Misalignment of text when Notepad++ edited files are opened in other editors (notepad, wordpad, google drive anyfile editor, etc.)



  • @Compu-chan

    Looks strange, indeed. I would open the file in a hex editor and check for unusual bytes.

    You mentioned that you share this file, is it possible to download it already?

    Cheers
    Claudia



  • Sure, here’s one of the 8086 assembly source files:

    https://www.dropbox.com/s/gaxnn56hteuz5n7/g_lib.asm?dl=0

    And here’s a screenshot of bad text alignment in the file. The comment block is shifted beyond 78 columns.
    It just looks bad, and makes it a little awkward to read in a DOS editor.
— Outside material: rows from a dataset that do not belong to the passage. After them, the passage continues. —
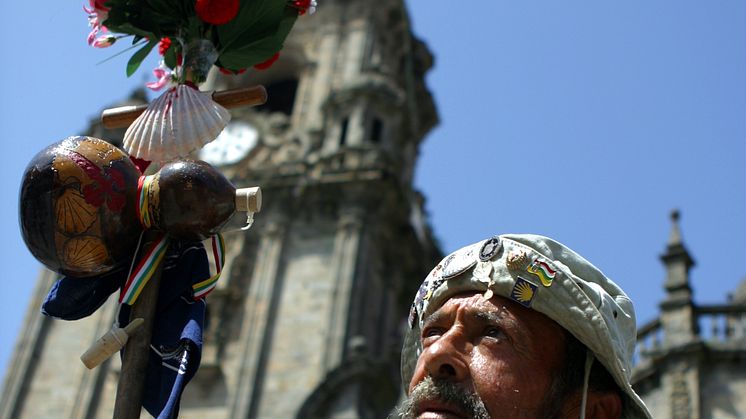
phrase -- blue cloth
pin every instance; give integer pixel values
(176, 343)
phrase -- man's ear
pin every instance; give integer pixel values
(603, 405)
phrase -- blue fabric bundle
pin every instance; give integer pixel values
(176, 344)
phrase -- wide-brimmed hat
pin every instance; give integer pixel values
(544, 275)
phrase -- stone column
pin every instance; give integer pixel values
(257, 309)
(344, 263)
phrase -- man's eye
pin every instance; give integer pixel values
(432, 332)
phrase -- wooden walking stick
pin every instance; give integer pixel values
(135, 359)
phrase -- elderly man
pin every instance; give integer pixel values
(519, 326)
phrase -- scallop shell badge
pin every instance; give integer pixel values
(175, 124)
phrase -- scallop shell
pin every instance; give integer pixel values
(178, 122)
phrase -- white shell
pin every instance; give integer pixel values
(181, 120)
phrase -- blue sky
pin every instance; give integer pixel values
(584, 121)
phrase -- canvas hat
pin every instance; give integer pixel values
(546, 276)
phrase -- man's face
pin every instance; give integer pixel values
(495, 353)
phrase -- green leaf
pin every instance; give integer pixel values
(137, 58)
(255, 19)
(259, 50)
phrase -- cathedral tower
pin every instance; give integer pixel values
(306, 319)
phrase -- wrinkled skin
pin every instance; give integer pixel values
(504, 354)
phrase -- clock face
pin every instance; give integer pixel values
(232, 145)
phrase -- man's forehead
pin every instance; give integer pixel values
(496, 308)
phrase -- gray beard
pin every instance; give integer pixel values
(444, 391)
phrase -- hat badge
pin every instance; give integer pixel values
(490, 248)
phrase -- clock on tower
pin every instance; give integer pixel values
(233, 144)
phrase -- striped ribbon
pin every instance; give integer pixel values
(215, 247)
(143, 189)
(140, 276)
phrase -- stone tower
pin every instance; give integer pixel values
(306, 319)
(692, 358)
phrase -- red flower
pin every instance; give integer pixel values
(267, 64)
(164, 45)
(304, 6)
(231, 72)
(217, 12)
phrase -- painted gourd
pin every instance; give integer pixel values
(82, 201)
(77, 207)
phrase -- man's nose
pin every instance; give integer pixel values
(447, 357)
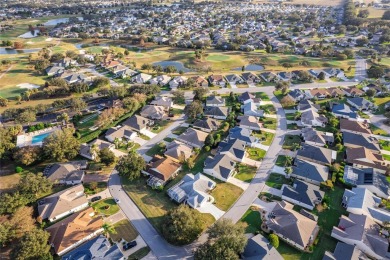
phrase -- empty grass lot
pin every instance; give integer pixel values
(256, 154)
(124, 229)
(106, 207)
(245, 172)
(225, 194)
(276, 181)
(291, 141)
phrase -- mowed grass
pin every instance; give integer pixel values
(225, 194)
(124, 229)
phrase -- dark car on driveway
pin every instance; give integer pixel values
(129, 245)
(96, 198)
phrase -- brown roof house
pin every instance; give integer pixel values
(161, 170)
(362, 231)
(193, 137)
(291, 226)
(63, 203)
(74, 230)
(362, 157)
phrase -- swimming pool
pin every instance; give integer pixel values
(39, 138)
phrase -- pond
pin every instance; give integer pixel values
(177, 64)
(4, 51)
(251, 67)
(54, 22)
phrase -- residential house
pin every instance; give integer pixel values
(177, 82)
(120, 133)
(352, 140)
(345, 252)
(344, 111)
(217, 112)
(161, 170)
(312, 118)
(234, 79)
(362, 201)
(153, 112)
(193, 137)
(258, 247)
(360, 103)
(141, 78)
(138, 123)
(207, 124)
(62, 203)
(220, 166)
(178, 151)
(355, 127)
(194, 190)
(309, 172)
(90, 151)
(160, 80)
(291, 226)
(249, 122)
(234, 148)
(97, 248)
(250, 78)
(68, 173)
(76, 229)
(368, 178)
(243, 134)
(251, 109)
(215, 101)
(318, 138)
(200, 81)
(217, 80)
(316, 154)
(165, 102)
(362, 157)
(302, 194)
(362, 231)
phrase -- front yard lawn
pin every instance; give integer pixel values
(245, 172)
(106, 207)
(124, 229)
(276, 181)
(291, 142)
(256, 154)
(253, 219)
(225, 194)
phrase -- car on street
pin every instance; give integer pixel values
(129, 245)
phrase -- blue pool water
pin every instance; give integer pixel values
(39, 138)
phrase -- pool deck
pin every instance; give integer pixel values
(26, 138)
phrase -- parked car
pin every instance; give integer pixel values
(96, 198)
(129, 245)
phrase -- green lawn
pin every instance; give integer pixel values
(291, 142)
(265, 137)
(256, 153)
(124, 229)
(245, 172)
(106, 207)
(225, 194)
(253, 220)
(276, 181)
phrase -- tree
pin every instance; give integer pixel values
(61, 145)
(199, 93)
(130, 166)
(107, 156)
(194, 109)
(27, 155)
(26, 116)
(226, 241)
(182, 225)
(33, 245)
(274, 240)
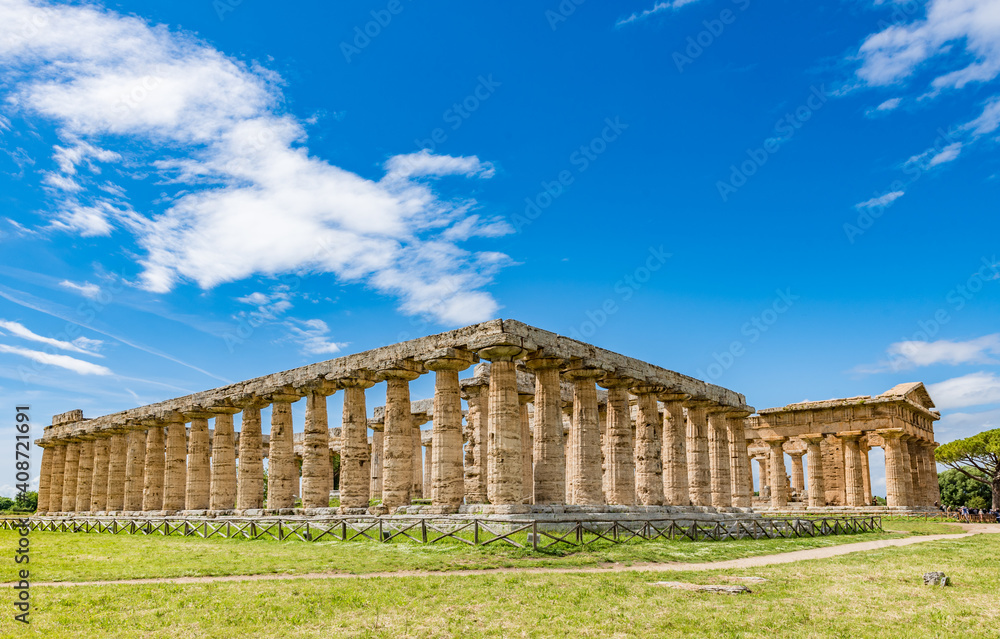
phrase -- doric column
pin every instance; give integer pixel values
(647, 454)
(99, 481)
(445, 465)
(45, 478)
(676, 487)
(59, 448)
(223, 482)
(527, 476)
(798, 472)
(699, 465)
(619, 455)
(70, 475)
(585, 439)
(866, 477)
(316, 472)
(282, 470)
(397, 440)
(250, 473)
(117, 455)
(854, 486)
(896, 469)
(817, 493)
(549, 448)
(355, 455)
(742, 477)
(155, 465)
(85, 473)
(175, 469)
(720, 482)
(475, 452)
(779, 488)
(503, 426)
(135, 468)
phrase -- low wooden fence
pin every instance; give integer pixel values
(538, 535)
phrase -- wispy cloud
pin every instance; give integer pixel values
(659, 7)
(248, 198)
(62, 361)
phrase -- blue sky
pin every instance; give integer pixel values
(793, 200)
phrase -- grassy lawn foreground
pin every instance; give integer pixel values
(872, 594)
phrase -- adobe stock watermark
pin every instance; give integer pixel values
(364, 34)
(696, 45)
(784, 130)
(624, 290)
(871, 210)
(752, 329)
(579, 161)
(955, 300)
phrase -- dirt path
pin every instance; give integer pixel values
(746, 562)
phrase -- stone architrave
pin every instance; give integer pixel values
(720, 483)
(397, 438)
(85, 474)
(70, 476)
(282, 469)
(817, 492)
(250, 473)
(117, 454)
(779, 484)
(676, 489)
(316, 472)
(585, 438)
(648, 454)
(355, 455)
(699, 464)
(503, 425)
(447, 481)
(223, 481)
(549, 448)
(619, 456)
(155, 464)
(99, 483)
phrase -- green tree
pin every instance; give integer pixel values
(976, 457)
(958, 490)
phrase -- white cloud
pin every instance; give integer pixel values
(80, 345)
(881, 200)
(88, 290)
(659, 7)
(974, 389)
(62, 361)
(250, 199)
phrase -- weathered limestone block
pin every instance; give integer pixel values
(676, 491)
(503, 425)
(152, 491)
(585, 439)
(85, 475)
(619, 458)
(397, 439)
(355, 455)
(699, 464)
(649, 480)
(282, 470)
(549, 448)
(250, 473)
(223, 483)
(135, 470)
(117, 453)
(720, 483)
(99, 482)
(447, 483)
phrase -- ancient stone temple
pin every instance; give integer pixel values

    https://www.dropbox.com/s/b1b120zj5w28la2/bad_formatting2.png?dl=0



  • @Compu-chan

    Looks like your mixing tabs and spaces.
    Activate the Show all characters

    Convert it by using Edit->Blank Operations->TabToSpace !??

    Cheers
    Claudia



  • Problem solved. Thanks!

    Solution:

    Settings->preferences->Language
    check “Replace by space” box

    Edit->Blank Operations->TAB to space

    Make some arbitrary change to the file (type a character then delete it), then re-save the file.

    Formatting/indentation should be fixed.



  • @Compu-chan said:

    So in your original post you provided misinformation:

    Tabs have been replaced by spaces



  • No, I checked the replace tab with spaces box before posting my question.
    Someone else on a different forum mentioned it as a possible solution to a similar but different problem.

    It only prevents future tabulation symbols from appearing in your file.
    It doesn’t get rid of the tabulations that are already present.

    You do that with:
    Edit->Blank Operations->TAB to space



  • @Compu-chan

    Perhaps the verbage “Replace by space” in the Preferences is poor–it makes it sound like by checking the box it will perform an action rather than simply changing a setting!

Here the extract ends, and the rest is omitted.